Eps, 20

1.2K 68 2
                                    

#Frederik Pov

Ku alihkan perhatian mengusir curiga melangkah mendekatinya. Belum jadi ku tanyakan keberadaan Faustin, aku tersentak dia meraih tanganku dan ditariknya aku masuk kedalam ruang kantor.

Logika masih di atas hati, Devan menyodorkan kertas berisikan rekapan kerja.

"Kau coba baca dan hitung ulang ukuran-ukuran itu, besok kerjakan" katanya.

Rupanya dia masih belum ngeuh siapa diriku. Lalu ku rebahkan badanku di kursi sofa sambil ku baca sekilas tulisan-tulisan itu. Ku lihat Devan menatapku lalu tertawa kecil yang entah tertawa karena apa memamerkan sederetan giginya yang rapi berbaris, tertutup bibirnya yang berselimut tipis bulu-bulu kemachoan.

Perawakan Devan cukup berkontur dengan urat tegas menonjol di setiap jengkal kulitnya yang bersih. Aku diam-diam memperhatikannya. Apalagi dibawah pusatnya yang terpamer lewat model ketat yang juga ku suka.

Ku alihkan perhatian lagi dengan mengamati tulisan-tulisan rekapan. Disudut mataku terlihat Devan menyalakan komputer dan nampaknya tengah mengetik-ngetik sesuatu.

"Tin,"

"Apa ko?" Responku

"Sini deh" Ditariknya kursi plastik untuk dudukku di sebelahnya.

”Di site ini ada satu penulis yang heboh banget cara berfiksi, dia membidik pelakunya dengan detail kayak udah pengalaman” ucapan Devan terus meluncur seirama tangannya gesit memainkan mouse membuka jaringan cyber.

Rupanya dia wibu, atau entah apa sebutan untuk orang-orang yang gemar fiksi seperti itu aku tidak tahu. Aku ikut melihat layar komputer sebatas untuk menghargai. Dan dilayar terpampang sederetan judul erotic stories lengkap dengan nama dan email penulisnya.

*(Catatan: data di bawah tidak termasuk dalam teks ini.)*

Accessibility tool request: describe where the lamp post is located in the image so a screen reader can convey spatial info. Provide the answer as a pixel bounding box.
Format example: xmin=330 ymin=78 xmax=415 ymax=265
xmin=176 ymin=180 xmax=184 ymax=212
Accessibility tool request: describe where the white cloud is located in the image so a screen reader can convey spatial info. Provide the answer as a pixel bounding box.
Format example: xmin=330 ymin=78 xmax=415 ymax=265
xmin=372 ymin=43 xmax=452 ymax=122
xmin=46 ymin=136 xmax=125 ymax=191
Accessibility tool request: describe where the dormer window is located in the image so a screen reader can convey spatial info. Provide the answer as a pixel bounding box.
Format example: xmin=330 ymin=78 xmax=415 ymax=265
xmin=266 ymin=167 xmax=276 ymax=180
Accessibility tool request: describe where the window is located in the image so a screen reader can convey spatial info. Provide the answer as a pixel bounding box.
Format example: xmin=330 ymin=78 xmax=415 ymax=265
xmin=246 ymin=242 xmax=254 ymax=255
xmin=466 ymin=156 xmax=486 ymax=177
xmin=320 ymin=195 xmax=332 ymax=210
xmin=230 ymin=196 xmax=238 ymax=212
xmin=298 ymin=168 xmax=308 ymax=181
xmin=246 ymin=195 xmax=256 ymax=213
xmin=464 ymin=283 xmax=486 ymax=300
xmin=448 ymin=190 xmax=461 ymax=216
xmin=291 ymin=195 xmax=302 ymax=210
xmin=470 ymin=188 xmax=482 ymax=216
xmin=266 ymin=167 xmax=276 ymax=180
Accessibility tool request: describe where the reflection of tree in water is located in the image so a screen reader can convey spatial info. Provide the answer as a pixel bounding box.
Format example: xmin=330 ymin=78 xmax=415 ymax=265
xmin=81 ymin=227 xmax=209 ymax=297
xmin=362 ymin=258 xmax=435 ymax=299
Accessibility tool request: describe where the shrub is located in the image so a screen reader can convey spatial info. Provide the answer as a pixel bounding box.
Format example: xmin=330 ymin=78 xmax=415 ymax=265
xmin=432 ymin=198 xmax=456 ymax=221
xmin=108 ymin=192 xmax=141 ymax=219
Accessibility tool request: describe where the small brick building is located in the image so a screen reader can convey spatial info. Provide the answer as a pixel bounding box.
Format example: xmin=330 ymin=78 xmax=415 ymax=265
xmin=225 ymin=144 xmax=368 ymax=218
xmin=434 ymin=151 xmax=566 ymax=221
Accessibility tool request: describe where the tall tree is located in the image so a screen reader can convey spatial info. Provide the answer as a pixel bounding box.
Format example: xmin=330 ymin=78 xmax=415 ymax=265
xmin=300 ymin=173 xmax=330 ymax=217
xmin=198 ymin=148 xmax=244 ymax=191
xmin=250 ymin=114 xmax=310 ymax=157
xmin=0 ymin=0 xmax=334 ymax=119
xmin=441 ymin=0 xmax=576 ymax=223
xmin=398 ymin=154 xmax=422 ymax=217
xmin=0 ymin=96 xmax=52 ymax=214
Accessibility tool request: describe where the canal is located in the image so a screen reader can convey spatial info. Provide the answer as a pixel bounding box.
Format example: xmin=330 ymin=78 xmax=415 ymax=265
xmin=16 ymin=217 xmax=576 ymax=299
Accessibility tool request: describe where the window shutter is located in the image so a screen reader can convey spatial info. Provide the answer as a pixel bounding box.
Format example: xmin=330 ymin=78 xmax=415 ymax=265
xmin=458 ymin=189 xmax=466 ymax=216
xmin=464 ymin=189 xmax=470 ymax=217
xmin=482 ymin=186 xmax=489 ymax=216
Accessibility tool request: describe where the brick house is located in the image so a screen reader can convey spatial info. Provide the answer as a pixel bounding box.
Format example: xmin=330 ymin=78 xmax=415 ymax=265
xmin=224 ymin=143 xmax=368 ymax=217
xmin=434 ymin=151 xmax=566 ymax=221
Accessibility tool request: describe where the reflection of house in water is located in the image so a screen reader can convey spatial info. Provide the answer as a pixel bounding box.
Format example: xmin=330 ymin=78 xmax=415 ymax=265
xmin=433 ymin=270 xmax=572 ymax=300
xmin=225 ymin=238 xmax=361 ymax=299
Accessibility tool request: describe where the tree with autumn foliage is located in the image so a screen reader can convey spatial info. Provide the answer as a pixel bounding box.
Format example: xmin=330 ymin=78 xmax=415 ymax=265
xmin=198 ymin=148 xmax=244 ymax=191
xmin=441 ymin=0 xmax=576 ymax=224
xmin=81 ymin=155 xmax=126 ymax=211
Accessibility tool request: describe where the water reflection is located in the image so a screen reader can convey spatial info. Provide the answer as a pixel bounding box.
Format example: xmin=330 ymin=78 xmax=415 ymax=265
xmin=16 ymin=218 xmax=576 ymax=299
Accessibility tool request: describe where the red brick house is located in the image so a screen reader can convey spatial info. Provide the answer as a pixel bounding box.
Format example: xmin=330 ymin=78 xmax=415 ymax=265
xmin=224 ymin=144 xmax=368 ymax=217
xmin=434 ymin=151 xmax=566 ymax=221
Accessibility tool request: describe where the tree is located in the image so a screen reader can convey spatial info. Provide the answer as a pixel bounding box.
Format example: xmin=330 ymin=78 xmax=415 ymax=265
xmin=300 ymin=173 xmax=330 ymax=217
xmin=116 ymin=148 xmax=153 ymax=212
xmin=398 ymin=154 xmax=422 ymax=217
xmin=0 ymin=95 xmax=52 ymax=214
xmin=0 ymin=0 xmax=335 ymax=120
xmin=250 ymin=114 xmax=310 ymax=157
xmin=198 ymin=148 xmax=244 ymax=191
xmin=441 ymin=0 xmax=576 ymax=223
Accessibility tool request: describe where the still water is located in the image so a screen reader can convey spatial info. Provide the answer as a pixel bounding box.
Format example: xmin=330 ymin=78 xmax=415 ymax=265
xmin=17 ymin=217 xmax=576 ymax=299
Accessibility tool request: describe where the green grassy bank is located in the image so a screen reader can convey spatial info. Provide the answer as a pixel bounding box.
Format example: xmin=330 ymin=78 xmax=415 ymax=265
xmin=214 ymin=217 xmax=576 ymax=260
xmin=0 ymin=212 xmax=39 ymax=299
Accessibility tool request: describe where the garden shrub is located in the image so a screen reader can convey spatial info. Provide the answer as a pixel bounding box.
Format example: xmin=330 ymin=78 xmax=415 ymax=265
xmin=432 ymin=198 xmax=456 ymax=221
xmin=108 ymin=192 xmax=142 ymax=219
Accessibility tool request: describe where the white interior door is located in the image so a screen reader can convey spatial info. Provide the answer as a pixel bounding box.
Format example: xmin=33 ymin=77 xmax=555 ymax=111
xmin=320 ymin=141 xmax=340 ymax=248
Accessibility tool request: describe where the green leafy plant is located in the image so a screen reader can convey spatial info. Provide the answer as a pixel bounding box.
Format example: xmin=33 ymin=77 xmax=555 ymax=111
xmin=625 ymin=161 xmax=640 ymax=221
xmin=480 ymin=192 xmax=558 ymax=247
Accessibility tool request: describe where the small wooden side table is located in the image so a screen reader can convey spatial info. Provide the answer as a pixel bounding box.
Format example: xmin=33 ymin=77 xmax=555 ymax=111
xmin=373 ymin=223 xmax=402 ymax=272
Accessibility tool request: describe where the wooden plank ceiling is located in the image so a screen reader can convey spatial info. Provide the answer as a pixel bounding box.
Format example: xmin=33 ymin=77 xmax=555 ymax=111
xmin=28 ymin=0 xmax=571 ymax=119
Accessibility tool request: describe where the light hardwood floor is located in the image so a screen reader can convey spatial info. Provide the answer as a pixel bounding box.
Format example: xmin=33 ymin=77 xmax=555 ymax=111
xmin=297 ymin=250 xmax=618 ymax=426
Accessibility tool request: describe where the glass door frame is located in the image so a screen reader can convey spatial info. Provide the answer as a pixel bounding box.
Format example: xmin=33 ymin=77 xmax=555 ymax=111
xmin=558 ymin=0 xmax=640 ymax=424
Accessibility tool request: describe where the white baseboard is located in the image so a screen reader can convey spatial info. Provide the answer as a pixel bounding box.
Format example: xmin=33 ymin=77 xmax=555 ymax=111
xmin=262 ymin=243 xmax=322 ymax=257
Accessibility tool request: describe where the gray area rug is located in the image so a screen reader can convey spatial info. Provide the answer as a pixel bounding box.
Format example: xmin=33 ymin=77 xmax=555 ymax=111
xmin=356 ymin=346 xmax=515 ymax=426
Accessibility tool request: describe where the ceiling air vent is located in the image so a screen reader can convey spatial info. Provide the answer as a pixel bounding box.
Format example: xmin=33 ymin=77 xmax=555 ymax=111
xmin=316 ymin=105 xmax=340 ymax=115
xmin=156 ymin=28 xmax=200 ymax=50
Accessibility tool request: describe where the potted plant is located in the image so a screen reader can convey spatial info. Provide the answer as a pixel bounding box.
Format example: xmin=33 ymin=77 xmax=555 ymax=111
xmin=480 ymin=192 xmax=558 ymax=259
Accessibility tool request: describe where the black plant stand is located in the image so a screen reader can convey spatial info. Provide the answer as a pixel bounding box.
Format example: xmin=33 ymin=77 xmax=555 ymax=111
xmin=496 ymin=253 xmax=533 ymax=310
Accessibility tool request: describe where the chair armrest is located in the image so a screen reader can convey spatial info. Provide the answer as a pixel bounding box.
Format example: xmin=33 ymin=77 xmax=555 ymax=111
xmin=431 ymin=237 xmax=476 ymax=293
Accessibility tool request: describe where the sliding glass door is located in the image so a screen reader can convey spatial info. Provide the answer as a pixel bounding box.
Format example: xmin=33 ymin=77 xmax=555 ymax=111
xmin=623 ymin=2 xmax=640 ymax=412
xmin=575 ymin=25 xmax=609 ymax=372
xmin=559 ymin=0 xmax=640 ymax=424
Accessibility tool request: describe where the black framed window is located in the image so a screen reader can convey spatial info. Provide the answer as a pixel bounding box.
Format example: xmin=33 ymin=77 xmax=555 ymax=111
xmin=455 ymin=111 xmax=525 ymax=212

Devan masih mengajak bicara seputar website yang sedang ditelusurinya. Aku cuma memainkan kepalaku dan mataku tanpa menjawab.

Devan tiba-tiba bangkit dan mendesakkan tubuhnya ke tubuhku hinggaku terjatuh ke lantai dengan kepala bersandarkan sofa. Dia mendekat, jarak merapat, sekejap tangannya yang kokoh merambat ke pusat kelaminku yang masih tersembunyi dibalik celanaku yang ketat.

Nyaris ku lupa akan tujuanku, lupa bahwasanya sedang bersandiwara menjadi Faustin. Namun, melihat kelakuan Devan menumbuhkan rasa penasaran tentang apa yang akan dia lakukan.

Dalam diam hanya desah dan irama ketidak aturan nafas kami yang berbaur. Devan nampak benar-benar dipuncak hasrat, tangannya begitu liar meremas-remas penisku.

“Kemarin kenapa tidak mau, sekarang mau ya?” katanya tanpa melepaskan tangan yang terus meraba permukaan kulit perut dibalik kaosku.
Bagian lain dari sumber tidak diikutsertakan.